Páez, a soldier at heart, started moving up the ranks by winning year after year several engagements against the royalists with his band of marauding llaneros (plainsmen). He came to be known by the nicknames of "El Centauro de los Llanos" (The Centaur of the Plains), and "El León de Payara" (The Lion of Payara) or (The Lion of Apure).

Páez had been leading the fighting in the plains while Simón Bolívar was busy with the eastern part of the country. Early in 1818, both men met to discuss better coordination of their efforts. They briefly combined their forces to fight Pablo Morillo. This campaign included an incident wherein Páez and fifty of his men swam on horseback across the alligator-ridden Apure River, seizing fourteen enemy boats in a rare instance of a cavalry attack defeating naval forces.

Páez was soon ordered to go back to the western plains, where he took from the Spanish the city of San Fernando in Apure.

Páez won all of six major battles that he led by himself, the most celebrated one being the Battle of Las Queseras del Medio.

Late in 1820, an armistice had been signed with the Spanish commander and a temporary suspension of hostilities had taken place. However, ongoing developments were making difficult to maintain the armistice and, consequently, it was agreed it would lapse on 28 April 1821.

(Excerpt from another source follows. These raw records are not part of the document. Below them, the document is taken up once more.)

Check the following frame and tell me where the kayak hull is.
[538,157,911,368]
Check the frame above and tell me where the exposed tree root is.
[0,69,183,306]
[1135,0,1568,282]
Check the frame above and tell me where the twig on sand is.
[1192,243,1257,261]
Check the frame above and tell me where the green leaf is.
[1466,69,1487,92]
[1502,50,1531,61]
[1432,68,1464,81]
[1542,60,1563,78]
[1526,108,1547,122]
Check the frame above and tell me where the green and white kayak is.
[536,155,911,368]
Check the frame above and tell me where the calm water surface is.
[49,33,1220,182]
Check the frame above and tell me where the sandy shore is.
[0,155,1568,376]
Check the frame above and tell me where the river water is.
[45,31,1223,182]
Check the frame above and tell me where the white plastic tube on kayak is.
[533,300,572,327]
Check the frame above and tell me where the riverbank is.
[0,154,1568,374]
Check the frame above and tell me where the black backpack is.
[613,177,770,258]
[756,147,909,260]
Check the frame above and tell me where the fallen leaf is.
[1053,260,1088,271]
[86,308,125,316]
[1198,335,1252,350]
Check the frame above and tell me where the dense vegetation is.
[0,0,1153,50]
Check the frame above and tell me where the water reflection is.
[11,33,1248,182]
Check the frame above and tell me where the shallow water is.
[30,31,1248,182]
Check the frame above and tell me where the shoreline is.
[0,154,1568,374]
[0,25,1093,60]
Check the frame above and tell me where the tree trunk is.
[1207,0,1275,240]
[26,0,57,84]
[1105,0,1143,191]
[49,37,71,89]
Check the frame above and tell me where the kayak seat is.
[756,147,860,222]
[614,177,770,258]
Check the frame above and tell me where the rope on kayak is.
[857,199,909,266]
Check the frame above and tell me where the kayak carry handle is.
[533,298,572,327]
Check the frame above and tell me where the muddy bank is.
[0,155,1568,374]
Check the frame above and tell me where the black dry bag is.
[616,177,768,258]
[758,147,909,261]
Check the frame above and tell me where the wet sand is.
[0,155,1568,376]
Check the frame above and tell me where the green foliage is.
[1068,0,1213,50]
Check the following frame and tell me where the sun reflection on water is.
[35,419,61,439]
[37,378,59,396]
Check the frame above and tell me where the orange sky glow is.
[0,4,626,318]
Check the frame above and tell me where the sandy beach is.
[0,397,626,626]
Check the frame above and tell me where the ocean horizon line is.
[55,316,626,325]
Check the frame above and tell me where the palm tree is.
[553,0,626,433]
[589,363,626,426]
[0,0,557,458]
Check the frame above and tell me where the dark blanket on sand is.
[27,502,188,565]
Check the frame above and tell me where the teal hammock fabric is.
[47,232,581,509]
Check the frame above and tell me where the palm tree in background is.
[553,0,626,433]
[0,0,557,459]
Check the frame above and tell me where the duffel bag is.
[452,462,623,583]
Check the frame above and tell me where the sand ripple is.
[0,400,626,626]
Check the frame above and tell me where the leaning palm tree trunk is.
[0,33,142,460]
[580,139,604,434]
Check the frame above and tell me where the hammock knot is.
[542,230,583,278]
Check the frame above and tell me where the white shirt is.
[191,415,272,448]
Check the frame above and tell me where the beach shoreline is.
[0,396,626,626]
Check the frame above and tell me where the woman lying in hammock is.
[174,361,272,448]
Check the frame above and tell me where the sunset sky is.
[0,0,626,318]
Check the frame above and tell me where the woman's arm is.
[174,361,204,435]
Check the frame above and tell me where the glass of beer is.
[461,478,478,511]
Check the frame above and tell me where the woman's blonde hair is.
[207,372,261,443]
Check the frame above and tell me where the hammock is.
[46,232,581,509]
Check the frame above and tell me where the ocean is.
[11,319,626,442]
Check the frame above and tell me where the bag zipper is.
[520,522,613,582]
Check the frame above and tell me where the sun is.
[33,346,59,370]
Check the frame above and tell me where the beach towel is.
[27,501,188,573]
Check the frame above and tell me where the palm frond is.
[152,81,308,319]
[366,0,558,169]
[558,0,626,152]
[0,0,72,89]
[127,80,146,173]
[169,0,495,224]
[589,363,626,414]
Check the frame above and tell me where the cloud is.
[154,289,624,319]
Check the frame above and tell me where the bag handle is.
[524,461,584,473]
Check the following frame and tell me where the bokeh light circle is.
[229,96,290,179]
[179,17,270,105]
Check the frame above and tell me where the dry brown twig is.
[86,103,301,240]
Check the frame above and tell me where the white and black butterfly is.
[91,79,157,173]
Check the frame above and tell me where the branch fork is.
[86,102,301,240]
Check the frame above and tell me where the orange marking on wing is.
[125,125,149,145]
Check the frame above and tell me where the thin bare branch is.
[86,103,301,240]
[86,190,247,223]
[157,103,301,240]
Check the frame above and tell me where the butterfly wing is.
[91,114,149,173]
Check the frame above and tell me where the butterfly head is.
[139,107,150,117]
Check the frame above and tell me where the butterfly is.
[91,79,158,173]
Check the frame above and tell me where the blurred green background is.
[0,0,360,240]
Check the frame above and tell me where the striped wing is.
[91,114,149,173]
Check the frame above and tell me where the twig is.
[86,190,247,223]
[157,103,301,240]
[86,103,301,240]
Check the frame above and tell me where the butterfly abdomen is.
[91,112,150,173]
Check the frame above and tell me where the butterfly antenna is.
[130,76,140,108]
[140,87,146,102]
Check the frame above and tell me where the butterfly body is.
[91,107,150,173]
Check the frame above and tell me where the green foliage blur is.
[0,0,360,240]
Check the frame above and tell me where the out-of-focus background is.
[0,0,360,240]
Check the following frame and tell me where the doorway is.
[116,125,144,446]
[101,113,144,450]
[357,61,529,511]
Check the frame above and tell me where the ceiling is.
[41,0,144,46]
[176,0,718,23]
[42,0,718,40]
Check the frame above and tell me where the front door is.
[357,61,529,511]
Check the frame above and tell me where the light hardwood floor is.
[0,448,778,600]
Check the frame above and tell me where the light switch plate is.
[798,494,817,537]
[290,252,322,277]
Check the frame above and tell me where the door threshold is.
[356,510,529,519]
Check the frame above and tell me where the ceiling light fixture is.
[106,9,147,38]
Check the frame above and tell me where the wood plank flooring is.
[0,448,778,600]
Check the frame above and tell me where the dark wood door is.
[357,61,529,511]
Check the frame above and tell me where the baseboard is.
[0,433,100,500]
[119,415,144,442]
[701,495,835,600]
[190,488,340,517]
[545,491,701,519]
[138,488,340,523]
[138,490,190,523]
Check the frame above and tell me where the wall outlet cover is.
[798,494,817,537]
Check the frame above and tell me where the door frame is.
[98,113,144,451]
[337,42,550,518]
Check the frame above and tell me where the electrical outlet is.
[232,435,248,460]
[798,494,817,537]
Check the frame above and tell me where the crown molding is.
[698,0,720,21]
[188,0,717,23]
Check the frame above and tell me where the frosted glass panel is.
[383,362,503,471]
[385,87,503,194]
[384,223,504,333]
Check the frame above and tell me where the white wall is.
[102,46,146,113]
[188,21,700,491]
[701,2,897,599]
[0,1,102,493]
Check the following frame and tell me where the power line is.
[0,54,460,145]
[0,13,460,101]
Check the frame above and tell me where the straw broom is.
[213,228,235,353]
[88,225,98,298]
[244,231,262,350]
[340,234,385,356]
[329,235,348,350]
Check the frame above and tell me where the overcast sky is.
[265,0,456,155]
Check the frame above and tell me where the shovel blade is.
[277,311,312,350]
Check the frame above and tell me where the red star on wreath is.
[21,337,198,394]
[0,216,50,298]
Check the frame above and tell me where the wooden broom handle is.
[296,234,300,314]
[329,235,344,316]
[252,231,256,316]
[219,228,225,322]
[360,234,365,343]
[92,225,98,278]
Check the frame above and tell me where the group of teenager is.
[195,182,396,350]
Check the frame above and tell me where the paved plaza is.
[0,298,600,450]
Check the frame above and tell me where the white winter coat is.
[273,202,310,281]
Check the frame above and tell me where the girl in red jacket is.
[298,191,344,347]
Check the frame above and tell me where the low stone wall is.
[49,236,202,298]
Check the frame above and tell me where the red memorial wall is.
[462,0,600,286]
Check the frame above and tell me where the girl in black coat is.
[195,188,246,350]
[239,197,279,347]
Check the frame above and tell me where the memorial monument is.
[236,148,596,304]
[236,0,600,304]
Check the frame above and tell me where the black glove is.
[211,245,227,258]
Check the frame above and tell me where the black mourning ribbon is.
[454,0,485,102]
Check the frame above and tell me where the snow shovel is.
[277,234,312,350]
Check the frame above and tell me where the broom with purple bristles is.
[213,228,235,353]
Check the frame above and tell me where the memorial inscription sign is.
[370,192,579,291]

All five major fighting groups of the Venezuelan army were to start moving towards a central area. Some with the purpose of joining together in one single group and others with the intention of guarding the approach to that region to prevent royalists units from other far away areas from converging and reinforcing the main Spanish army stationed in the same area.

In early June 1821, the 6,500 men republican army was divided and organized in three divisions. The 1st division, made up of 2,500 men, was under Páez's command and formed by two battalions: Bravos de Apure (Apure Braves) and Cazadores Britanicos (British Hunters or as more often translated to English, the British Legions) and seven cavalry regiments.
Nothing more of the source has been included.